Do you believe the Bezos phone hack using video? - enGMzizo
Question for my fellow tech engineers , Can someone hack phone using a video ?
======
db48x
I don't know what's been said about Bezos' phone, but I think you're asking if
a video you receive from someone else can hack your phone? Sure, it's
possible. Any program running on your phone (or any other computer) that
interacts in any way with data that came from someone else could have bugs
which could be exploited in one way or another.
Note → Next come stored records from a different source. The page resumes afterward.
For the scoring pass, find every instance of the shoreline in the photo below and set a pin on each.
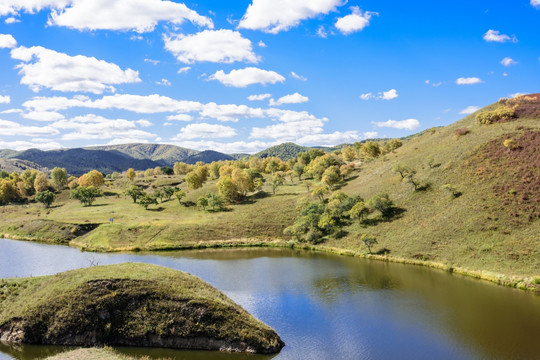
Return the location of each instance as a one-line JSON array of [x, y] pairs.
[[522, 283]]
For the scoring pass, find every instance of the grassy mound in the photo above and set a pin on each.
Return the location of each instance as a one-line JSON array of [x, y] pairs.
[[130, 305]]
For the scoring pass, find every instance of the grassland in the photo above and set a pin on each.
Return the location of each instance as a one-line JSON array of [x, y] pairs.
[[489, 231], [128, 304]]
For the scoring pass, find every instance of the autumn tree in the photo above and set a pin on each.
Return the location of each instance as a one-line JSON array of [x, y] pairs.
[[59, 178]]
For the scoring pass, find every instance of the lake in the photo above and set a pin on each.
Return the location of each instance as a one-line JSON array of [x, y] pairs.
[[326, 306]]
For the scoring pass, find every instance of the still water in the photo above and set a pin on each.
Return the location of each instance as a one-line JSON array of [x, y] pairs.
[[326, 306]]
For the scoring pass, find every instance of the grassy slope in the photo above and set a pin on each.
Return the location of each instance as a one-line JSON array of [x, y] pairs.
[[476, 230], [126, 304]]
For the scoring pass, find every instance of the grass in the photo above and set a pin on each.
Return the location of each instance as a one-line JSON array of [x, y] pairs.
[[491, 227], [129, 304]]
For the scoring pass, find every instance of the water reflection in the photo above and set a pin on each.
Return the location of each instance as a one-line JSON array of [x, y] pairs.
[[326, 306]]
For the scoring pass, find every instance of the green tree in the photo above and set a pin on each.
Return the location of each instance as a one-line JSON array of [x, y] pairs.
[[369, 241], [146, 200], [45, 197], [382, 203], [86, 194], [134, 192], [180, 194], [59, 178]]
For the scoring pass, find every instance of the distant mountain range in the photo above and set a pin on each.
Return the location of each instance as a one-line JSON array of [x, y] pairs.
[[111, 158]]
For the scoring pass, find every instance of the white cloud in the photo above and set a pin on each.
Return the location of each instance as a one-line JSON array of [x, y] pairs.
[[496, 36], [468, 81], [164, 82], [295, 98], [97, 127], [385, 95], [274, 16], [247, 76], [204, 131], [11, 128], [180, 117], [138, 15], [43, 116], [469, 110], [184, 69], [367, 96], [298, 77], [44, 68], [389, 95], [409, 124], [507, 61], [259, 97], [24, 145], [230, 112], [7, 41], [219, 46], [355, 21], [11, 20]]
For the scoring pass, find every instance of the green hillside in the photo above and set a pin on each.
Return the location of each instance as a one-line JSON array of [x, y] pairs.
[[131, 305]]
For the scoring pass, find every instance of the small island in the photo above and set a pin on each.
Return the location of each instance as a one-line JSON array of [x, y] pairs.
[[129, 304]]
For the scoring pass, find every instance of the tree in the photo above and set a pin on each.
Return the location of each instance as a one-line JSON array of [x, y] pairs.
[[92, 178], [86, 194], [359, 211], [180, 195], [45, 197], [59, 178], [369, 241], [277, 180], [382, 203], [130, 174], [202, 202], [146, 200], [134, 192], [41, 183]]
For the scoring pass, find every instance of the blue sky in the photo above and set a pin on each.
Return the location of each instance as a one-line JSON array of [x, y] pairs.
[[239, 76]]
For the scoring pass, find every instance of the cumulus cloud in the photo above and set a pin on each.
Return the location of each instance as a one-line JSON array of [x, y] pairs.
[[356, 21], [97, 127], [43, 116], [298, 77], [34, 144], [11, 128], [7, 41], [138, 15], [496, 36], [219, 46], [259, 97], [508, 61], [384, 95], [204, 131], [295, 98], [44, 68], [468, 81], [230, 112], [469, 110], [246, 77], [274, 16], [180, 117], [409, 124]]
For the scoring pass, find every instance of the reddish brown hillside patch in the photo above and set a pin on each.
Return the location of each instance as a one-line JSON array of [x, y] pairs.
[[516, 173]]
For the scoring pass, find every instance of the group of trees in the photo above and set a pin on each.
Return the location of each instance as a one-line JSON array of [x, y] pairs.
[[326, 217]]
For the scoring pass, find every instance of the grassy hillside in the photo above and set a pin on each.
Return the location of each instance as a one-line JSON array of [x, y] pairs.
[[80, 161], [131, 305], [489, 225], [161, 153]]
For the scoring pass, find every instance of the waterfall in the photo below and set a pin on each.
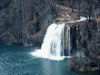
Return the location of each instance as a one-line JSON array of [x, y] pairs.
[[77, 39], [68, 41], [53, 43]]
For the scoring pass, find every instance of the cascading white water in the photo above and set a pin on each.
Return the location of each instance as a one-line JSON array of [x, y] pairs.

The simplest of these are called buffer overruns. If I tell the program on
your phone that I'm going to send 1000 bytes of data, but I actually send
2000, then there's a chance the programmer made mistakes and the program will
allocate space in memory for 1000 bytes of data, but actually copy all 2000
bytes into that space. The extra bytes will be written to memory that is
outside the allocation, overwriting whatever was there. This is almost always
exploitable, allowing me to include machine code as part of those 2000 bytes
that I sent. The phone will end up running the code that I sent instead of the
program. My code can then do anything that program could do.

Computers these days have a lot of mitigations and protections from these
sorts of problems, but even so new exploitable bugs are discovered every day.
Usually you don't hear about them, because the software vendor fixed them
without telling anyone at all. Other times they put out a security update but
don't give a lot of details. A few times a year there will be something that
makes the news, but those are just the tip of the iceberg.